In a recent hands-on comparison, YouTuber Nichonauta tested multiple distilled versions of the Qwen 3.5 9B language model against the original, using a practical programming challenge: building a Tetris game. The results were stark—every distilled model underperformed, producing buggy or incomplete code, while the original model delivered a working solution.
"The distilled models were a disaster," Nichonauta noted, highlighting that despite claims of efficiency gains through techniques like speculative decoding and fine-tuning, the trade-off in quality was severe.
The video, published May 1, 2026, systematically evaluates versions including Qwen 3.5 9B Original, several distilled variants (e.g., Omnicoder), and fine-tuned iterations. Nichonauta found that benchmarks often misrepresent real-world performance: distilled models scored well on synthetic tests but failed on an actual development task.
Key observations:
- The original Qwen 3.5 9B produced a fully functional Tetris game with correct logic and rendering.

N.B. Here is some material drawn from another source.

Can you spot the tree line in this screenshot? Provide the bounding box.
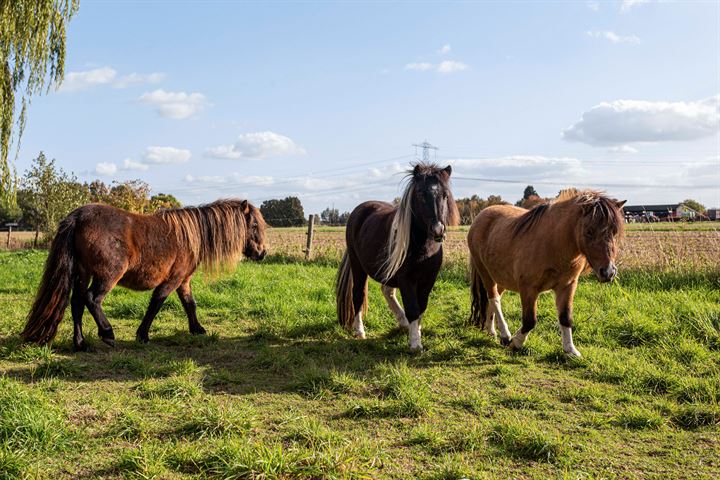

- Distilled models either crashed, generated incorrect game mechanics, or omitted critical features.
- Results underscore that compression techniques may sacrifice reliability, especially for code generation.
The creator advises developers to test models on their specific use cases rather than relying solely on published benchmarks. For programming tasks, the original model remains the safest choice until distillation methods improve.